Der Gedichtladen

Gedanken aus dem Leben, für das Leben

Kolumne KW23

So nah ist Jena

 

Als Andreas Peter, der „Stadtwächter“ von Guben, den Roman Elsa Schuders ausgrub, schien er noch nichts über die Autorin ge­wusst zu haben, aber nun war er mit deren Tochter Rosemarie Anfang März sogar in Königs Wusterhausen. Rosemarie Schuder ist ja für ihre historischen Romane bekannt, die mir allerdings nicht so zusagen. Auch ist sie in Jena geboren, wo doch das erste Experi­ment in Sachen Mitbestimmung gelaufen ist und in der Zeit, wo Wilkes über den wasser­festen Hut nachdachten, hat Ernst Abbe an Mikroskopen und einer Stiftung getüftelt.
Insofern beides Handwerk ist, gibt es einige Parallelen, denn in beiden Fällen geht es um gut gehütete Produktionsgeheimnisse, wenn auch auf unterschiedlichem technischen Ni­veau. Abbe hat sich aber nicht nur auf so eine Vaterrolle beschränkt, wie sie der Carl Gottlob Wilke in seiner Hutmacherwerksatt, die dann zu einer richtigen Fabrik wurde, in­ne hatte, sondern Abbe hat ja aus dem Be­trieb eine Stiftung gemacht, also so eine Art Kollektiveigentum.
In der Bescheidenheit nehmen sich die bei­den Vaterfiguren auch nichts, denn sowohl Abbe als auch Wilke und selbst dessen Sohn Fritz, der dann das Geschäft­liche zur Blüte brachte, waren ausgesprochen genügsam.
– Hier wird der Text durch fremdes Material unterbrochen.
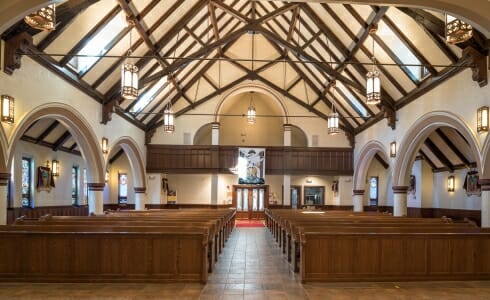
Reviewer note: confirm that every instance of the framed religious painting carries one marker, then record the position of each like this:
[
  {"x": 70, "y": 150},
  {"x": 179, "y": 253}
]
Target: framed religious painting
[{"x": 44, "y": 179}]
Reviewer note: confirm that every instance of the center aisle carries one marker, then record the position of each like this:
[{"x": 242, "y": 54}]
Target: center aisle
[{"x": 252, "y": 267}]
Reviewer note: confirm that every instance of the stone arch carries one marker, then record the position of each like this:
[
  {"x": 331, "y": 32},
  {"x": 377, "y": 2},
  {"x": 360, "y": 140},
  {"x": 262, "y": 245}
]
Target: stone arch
[
  {"x": 417, "y": 134},
  {"x": 130, "y": 148},
  {"x": 255, "y": 87},
  {"x": 78, "y": 127},
  {"x": 365, "y": 156}
]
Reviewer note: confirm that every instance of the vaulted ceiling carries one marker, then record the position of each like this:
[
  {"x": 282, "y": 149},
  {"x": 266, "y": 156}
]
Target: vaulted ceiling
[{"x": 188, "y": 52}]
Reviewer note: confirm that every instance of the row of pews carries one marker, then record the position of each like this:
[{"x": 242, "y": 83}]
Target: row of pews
[
  {"x": 347, "y": 246},
  {"x": 120, "y": 246}
]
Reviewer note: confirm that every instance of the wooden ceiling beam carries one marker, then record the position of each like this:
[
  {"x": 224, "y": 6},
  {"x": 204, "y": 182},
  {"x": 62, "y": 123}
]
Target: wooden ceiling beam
[
  {"x": 453, "y": 148},
  {"x": 47, "y": 131},
  {"x": 438, "y": 153},
  {"x": 61, "y": 140}
]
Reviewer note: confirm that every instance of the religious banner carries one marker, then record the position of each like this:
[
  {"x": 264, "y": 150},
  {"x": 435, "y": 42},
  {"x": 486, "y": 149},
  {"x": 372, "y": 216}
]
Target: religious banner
[{"x": 251, "y": 165}]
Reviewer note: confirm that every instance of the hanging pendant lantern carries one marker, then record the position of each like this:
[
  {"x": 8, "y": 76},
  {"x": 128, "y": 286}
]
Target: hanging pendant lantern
[
  {"x": 43, "y": 19},
  {"x": 373, "y": 79},
  {"x": 251, "y": 113},
  {"x": 457, "y": 31},
  {"x": 168, "y": 119},
  {"x": 333, "y": 117},
  {"x": 129, "y": 74},
  {"x": 373, "y": 87}
]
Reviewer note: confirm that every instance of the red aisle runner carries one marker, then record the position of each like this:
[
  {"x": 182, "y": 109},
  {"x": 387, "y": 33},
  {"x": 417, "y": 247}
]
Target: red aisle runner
[{"x": 249, "y": 223}]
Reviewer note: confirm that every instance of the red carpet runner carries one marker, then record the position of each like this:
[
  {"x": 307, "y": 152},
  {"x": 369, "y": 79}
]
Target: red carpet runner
[{"x": 249, "y": 223}]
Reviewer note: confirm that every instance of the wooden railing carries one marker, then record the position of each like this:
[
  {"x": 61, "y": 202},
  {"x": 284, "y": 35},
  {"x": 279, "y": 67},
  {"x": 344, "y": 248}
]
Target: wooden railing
[{"x": 222, "y": 159}]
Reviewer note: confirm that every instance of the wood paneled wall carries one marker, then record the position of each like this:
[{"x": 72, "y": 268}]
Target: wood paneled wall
[{"x": 221, "y": 159}]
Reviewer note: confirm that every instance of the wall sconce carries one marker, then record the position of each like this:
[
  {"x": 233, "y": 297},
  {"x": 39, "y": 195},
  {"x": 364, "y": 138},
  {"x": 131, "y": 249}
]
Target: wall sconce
[
  {"x": 393, "y": 149},
  {"x": 450, "y": 184},
  {"x": 7, "y": 109},
  {"x": 55, "y": 166},
  {"x": 105, "y": 145},
  {"x": 482, "y": 119}
]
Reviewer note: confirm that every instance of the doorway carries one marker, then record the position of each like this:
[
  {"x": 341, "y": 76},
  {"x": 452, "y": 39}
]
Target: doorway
[{"x": 295, "y": 196}]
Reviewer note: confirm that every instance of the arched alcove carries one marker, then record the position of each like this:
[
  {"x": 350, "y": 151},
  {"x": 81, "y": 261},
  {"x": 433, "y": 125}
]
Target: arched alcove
[
  {"x": 419, "y": 132},
  {"x": 76, "y": 125}
]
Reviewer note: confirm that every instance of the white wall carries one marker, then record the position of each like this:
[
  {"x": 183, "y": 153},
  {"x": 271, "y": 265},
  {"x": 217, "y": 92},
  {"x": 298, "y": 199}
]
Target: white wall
[
  {"x": 121, "y": 165},
  {"x": 45, "y": 87},
  {"x": 60, "y": 195}
]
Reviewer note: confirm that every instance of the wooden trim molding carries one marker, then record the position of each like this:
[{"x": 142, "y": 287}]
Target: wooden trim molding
[
  {"x": 95, "y": 186},
  {"x": 485, "y": 184},
  {"x": 400, "y": 189},
  {"x": 358, "y": 192},
  {"x": 140, "y": 190}
]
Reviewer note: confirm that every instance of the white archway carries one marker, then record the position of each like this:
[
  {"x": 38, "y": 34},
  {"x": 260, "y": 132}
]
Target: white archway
[
  {"x": 248, "y": 87},
  {"x": 78, "y": 127},
  {"x": 362, "y": 165},
  {"x": 419, "y": 132},
  {"x": 135, "y": 158}
]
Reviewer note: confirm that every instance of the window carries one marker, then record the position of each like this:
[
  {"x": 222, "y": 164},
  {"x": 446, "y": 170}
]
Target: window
[
  {"x": 123, "y": 188},
  {"x": 74, "y": 185},
  {"x": 373, "y": 191},
  {"x": 26, "y": 182},
  {"x": 403, "y": 54},
  {"x": 98, "y": 45},
  {"x": 314, "y": 195},
  {"x": 149, "y": 95}
]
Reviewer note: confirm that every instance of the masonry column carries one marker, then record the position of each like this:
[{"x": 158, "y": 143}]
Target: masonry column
[
  {"x": 485, "y": 202},
  {"x": 139, "y": 198},
  {"x": 400, "y": 201},
  {"x": 4, "y": 179},
  {"x": 96, "y": 198},
  {"x": 214, "y": 177},
  {"x": 286, "y": 181},
  {"x": 358, "y": 200}
]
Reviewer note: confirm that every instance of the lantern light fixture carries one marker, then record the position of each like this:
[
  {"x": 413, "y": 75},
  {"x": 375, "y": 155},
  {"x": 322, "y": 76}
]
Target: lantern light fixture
[
  {"x": 168, "y": 118},
  {"x": 373, "y": 77},
  {"x": 450, "y": 184},
  {"x": 55, "y": 166},
  {"x": 44, "y": 19},
  {"x": 457, "y": 30},
  {"x": 105, "y": 145},
  {"x": 251, "y": 112},
  {"x": 482, "y": 119},
  {"x": 393, "y": 149},
  {"x": 129, "y": 72},
  {"x": 7, "y": 103},
  {"x": 333, "y": 117}
]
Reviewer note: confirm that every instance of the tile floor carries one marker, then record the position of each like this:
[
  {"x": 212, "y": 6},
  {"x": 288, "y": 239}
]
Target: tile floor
[{"x": 251, "y": 267}]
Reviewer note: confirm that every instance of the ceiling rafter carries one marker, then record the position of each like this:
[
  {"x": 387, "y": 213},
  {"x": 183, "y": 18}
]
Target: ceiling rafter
[
  {"x": 438, "y": 153},
  {"x": 361, "y": 69},
  {"x": 198, "y": 75},
  {"x": 47, "y": 131},
  {"x": 410, "y": 45}
]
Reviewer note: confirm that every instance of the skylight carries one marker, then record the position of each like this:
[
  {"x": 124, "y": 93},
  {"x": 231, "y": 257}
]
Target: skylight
[
  {"x": 97, "y": 45},
  {"x": 404, "y": 54},
  {"x": 352, "y": 100},
  {"x": 149, "y": 95}
]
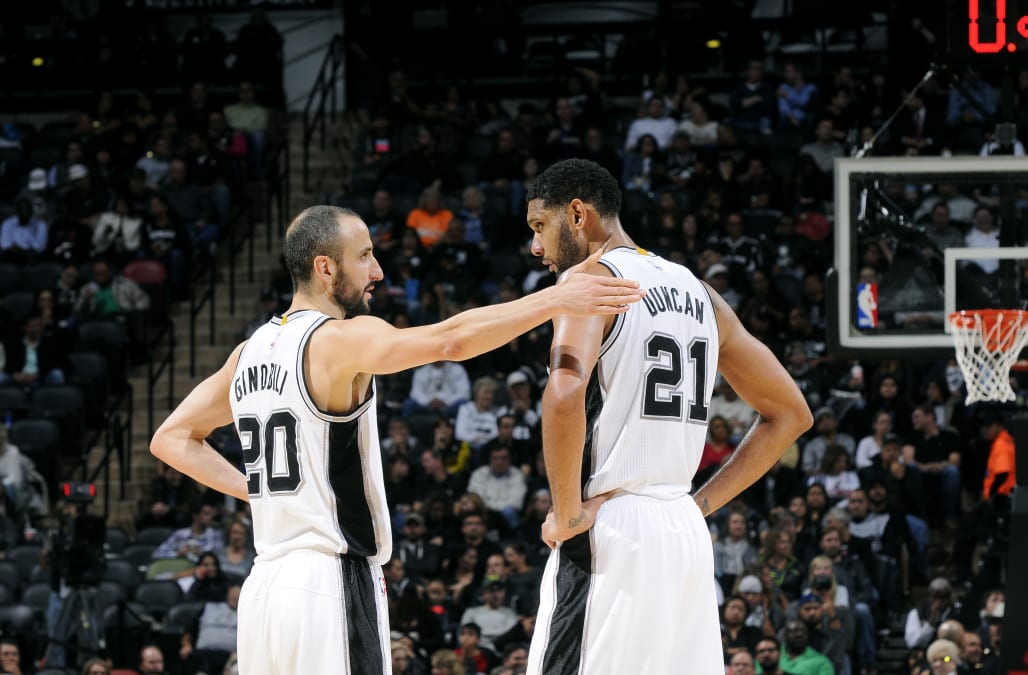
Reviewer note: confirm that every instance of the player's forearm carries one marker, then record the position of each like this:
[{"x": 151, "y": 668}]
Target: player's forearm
[
  {"x": 760, "y": 449},
  {"x": 199, "y": 461},
  {"x": 563, "y": 439},
  {"x": 483, "y": 329}
]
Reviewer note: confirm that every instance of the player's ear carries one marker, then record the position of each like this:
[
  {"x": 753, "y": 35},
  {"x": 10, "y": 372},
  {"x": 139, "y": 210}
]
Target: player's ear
[{"x": 576, "y": 214}]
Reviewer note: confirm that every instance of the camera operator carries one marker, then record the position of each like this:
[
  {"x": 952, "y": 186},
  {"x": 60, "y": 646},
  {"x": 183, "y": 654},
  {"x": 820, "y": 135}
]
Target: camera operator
[{"x": 73, "y": 553}]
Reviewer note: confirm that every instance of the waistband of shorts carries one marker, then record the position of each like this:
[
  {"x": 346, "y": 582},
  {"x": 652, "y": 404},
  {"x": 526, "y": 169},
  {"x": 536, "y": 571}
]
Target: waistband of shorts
[{"x": 308, "y": 553}]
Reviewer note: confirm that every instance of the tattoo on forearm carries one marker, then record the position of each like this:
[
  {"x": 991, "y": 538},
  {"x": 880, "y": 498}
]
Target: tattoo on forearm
[{"x": 561, "y": 360}]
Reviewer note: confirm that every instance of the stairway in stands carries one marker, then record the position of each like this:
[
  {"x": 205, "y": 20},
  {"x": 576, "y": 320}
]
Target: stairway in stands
[{"x": 326, "y": 166}]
Abbe hat sich dann immerhin ausgiebige Aus­landsreisen geleistet, während die beiden Hutmacher selbst das weitgehend vermie­den.
Der entscheidende Unterschied dieser anhei­melnd patriarchalischen Verhältnisse, unter denen das deutsche Handwerk zur Blüte kam, dürfte die Rolle der Religion sein, denn die Hutmacher waren Altlutherisch, es gab Beziehungen zu Nikolaus Ludwig von Zinzen­dorf an, der die Herrnhuter Brüdergemeine gegründet hatte, während doch Abbe aus der Kirche ausgetreten war, was man viel­leicht aus der stärkeren Verwissenschaft­lichung seines Gebietes noch erklären kann.
Der alte Wilke war sogar nebenberuflich Pre­diger und wie ein roter Faden zieht sich die Religiosität durch die gesamte Handlung des Romans, in dem es Bruderzwist und ent­täusch­te Liebe gibt, aber alttestamenta­rische Ausmaße der Konflikte durch Besinnen auf die Bibel weitgehend vermieden werden konnten.
Das ganze Buch „Die Hutmacher“ strahlt so eine Herzenswärme, Sittsamkeit und Gottes­furcht aus, dass man nicht anders kann, als sich solche Verhältnisse zurückzuwünschen, wo das christliche Bekenntnis und dessen Gebote bis in die ehelichen und familiären Beziehungen hinein seine sichere Wohnstatt hatte.
Abbe hatte mit handfesten krankhaften Abhängigkeiten zu kämpfen, während die beiden ins Geschäft involvierten Hutmacher­söhne nur eine seelische Rivalität austragen und Konflikte von dem Zuschnitt sind, dass der eine, Theodor, ein Zwillings­paar junger Frauen liebt, bewogen wird, eine davon zu erwählen und die andere den gespielten Verzicht mit dem eigenen Leben aufwiegt.
Auch Theodors Ausstieg aus dem Geschäft mit nur vierzig Jahren und seine Hinwendung zu den Künsten, allerdings mehr als Konsu­ment, wird vorsichtig problematisiert. Er ist aber vom persönlichen Glück mehr gesegnet als der strebsame Bruder Fritz, dem immer wieder Schicksalsschläge ins Haus stehen.
Ein kunstvolles, ein erbauliches Buch, das ganz dazu einlädt, gute Nostalgiegefühle zu wecken und wie die ganze schlummernde poetische Geschichte Gubens, aus der sich die Handlung speist, sich eine Welt zurückzu­wünschen, in der der Umgang liebevoll ist, voller Seelengröße, wo menschlich bewältig­ba­re Konflikte statthaben, wo man gern ver­weilen würde und wenn es geht außer­dem an der Ehre deutscher Wertarbeit mitwirken.